Pendant toute la garde à vue, il est resté silencieux. Au terme des quatre jours passés à la PJ, il a été présenté à une juge d'instruction et mis en examen pour trafic de stupéfiants en bande organisée et placé en détention provisoire. Me Constant nous expliquait la semaine dernière que la valise retrouvée dans le coffre du gérant ne lui appartenait pas. Il aurait rendu service à un client qu'il connaît « depuis cinq ou six ans » . « On lui a demandé de la garder. [...] Il l'a regardée, elle était vide. » Étrange quand même qu'il n'ait pas remarqué qu'elle était un peu lourde pour une valise vide. « Il ne l'a pas portée. C'est l'autre qui l'a mise dans le coffre. » L'« autre » en question, c'est le second suspect, Guibens Hyacinthe. Ce Guyanais de 29 ans, est militaire depuis neuf années. Caporal-chef, il est cuisinier à la base aérienne. Lui aussi a été mis en examen, vendredi dernier, pour le même motif. Il a demandé un délai pour préparer sa défense. Il a été incarcéré vendredi mais c'est avant-hier soir que la juge des libertés et de la détention l'a placé en détention provisoire « pour une durée de quatre mois » . Contrairement à Gérard Vittorelli, il a répondu aux questions des enquêteurs, selon son avocat, Me Jérôme Gay. Le militaire rejette la faute sur l'entrepreneur. Qui le lui rend bien. Le caporal-chef a dit à la juge des libertés et de la détention : « J'ai rendu service et je me retrouve lié à cette histoire. » UN PATRIMOINE DE 500 000 EUROS
Jusqu'ici, personne ne sait d'où vient cette drogue ni ce qu'elle faisait dans le coffre de Gérard Vittorelli. On ne sait pas non plus pourquoi le chef d'entreprise a accepté de conserver un bagage supposé vide dans son coffre. Une valise venant d'un client qu'il ne connaissait pas plus que ça. Une source croit savoir que Gérard Vittorelli aurait chargé Guibens Hyacinthe d'aller acheter la cocaïne du côté de Balata. Il lui aurait donné pas loin de 10 000 euros pour cette mission. Évidemment, l'intéressé nie. Il dispose d'un beau patrimoine : 500 000 euros, a-t-il dit à la juge. Me Jérôme Gay, devant cette même juge, a parlé de « 250 000 euros » répartis « sur une douzaine de comptes » . Ce sont là des revenus que la justice trouve suspects. QUATRE EMPLOYÉS AU CHÔMAGE TECHNIQUE
L'intéressé se défend en expliquant que cet argent provient de la vente des véhicules d'occasion.
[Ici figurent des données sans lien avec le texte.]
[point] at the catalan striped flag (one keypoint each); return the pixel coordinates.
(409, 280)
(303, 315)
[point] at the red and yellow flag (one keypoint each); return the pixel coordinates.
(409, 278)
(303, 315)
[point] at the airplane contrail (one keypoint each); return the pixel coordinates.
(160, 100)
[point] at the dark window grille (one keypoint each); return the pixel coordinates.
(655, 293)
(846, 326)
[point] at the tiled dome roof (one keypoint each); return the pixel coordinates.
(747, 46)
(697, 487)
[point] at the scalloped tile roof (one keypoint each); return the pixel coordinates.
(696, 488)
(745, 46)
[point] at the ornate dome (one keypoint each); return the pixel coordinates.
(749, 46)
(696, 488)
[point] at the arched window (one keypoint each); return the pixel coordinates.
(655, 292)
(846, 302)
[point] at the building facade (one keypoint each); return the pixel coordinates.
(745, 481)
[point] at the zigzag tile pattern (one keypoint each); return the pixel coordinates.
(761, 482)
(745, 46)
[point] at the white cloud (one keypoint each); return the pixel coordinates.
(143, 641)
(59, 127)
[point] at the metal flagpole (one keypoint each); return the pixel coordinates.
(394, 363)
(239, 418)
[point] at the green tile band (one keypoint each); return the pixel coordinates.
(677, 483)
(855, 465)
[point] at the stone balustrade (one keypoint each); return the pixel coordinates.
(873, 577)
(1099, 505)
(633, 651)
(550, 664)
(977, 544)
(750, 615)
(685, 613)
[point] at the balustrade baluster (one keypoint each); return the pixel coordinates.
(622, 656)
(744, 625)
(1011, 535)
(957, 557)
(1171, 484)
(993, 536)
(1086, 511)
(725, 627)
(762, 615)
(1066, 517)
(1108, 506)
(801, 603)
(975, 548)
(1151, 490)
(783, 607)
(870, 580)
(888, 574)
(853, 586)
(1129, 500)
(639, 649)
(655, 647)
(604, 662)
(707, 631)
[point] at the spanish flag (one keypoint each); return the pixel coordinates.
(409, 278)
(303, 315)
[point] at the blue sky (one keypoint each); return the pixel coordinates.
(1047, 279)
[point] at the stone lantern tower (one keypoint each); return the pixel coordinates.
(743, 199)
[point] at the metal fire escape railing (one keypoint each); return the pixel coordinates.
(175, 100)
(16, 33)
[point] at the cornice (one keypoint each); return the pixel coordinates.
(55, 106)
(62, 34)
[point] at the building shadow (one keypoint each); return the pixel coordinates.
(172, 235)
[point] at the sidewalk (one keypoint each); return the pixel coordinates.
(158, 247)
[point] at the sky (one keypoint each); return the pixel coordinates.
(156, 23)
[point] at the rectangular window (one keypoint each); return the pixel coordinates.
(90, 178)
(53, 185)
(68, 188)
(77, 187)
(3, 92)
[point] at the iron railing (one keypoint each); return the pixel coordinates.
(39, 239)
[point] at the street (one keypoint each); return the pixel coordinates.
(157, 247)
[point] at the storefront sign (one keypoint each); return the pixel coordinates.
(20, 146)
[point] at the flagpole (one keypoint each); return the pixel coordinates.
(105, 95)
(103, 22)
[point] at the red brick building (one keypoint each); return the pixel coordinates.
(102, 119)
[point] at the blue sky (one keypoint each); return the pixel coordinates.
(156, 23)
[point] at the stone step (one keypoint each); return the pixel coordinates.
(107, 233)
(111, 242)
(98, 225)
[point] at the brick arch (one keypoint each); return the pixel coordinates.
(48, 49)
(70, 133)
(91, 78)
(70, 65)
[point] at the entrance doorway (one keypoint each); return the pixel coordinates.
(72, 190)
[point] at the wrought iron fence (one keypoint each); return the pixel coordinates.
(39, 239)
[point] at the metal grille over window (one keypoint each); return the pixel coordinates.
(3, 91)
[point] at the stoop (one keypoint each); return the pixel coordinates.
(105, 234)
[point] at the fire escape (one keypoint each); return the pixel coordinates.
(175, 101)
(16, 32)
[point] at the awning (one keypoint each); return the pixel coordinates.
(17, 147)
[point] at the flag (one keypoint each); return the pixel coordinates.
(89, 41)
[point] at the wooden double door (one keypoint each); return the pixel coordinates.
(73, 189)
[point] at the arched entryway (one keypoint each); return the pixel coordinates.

Il ajoute qu'il dispose aussi d'une société immobilière. Au sein de la première, il emploie quatre salariés. Aujourd'hui, la société en question est fermée et les employés sont au chômage technique. Pour le ministère public, l'entrepreneur serait passé par le militaire pour accéder à des fournisseurs de cocaïne. Si cette thèse est vraie, que faisait-il ensuite de la drogue ? Était-ce la première fois ? Et surtout : y a-t-il d'autres complices à retrouver ? Ce matin, à 11 heures, les deux avocats de Gérard Vittorelli vont tenter de convaincre les juges de la cour d'appel de le remettre en liberté. Cette audience, se fera en l'absence du chef d'entreprise, qui restera en prison. Hier soir, l'avocat de Guibens Hyacinthe annonçait qu'il avait lui aussi fait appel. Le général Philippe Adam, chef des soldats de Guyane, expliquait de son côté que du point de vue militaire, Guibens Hyacinthe demeurait « présumé innocent. Mais nous allons lancer une commission d'enquête qui rendra sa décision. » Les éventuelles sanctions seront prises à l'issue de cette procédure par l'état major des armées.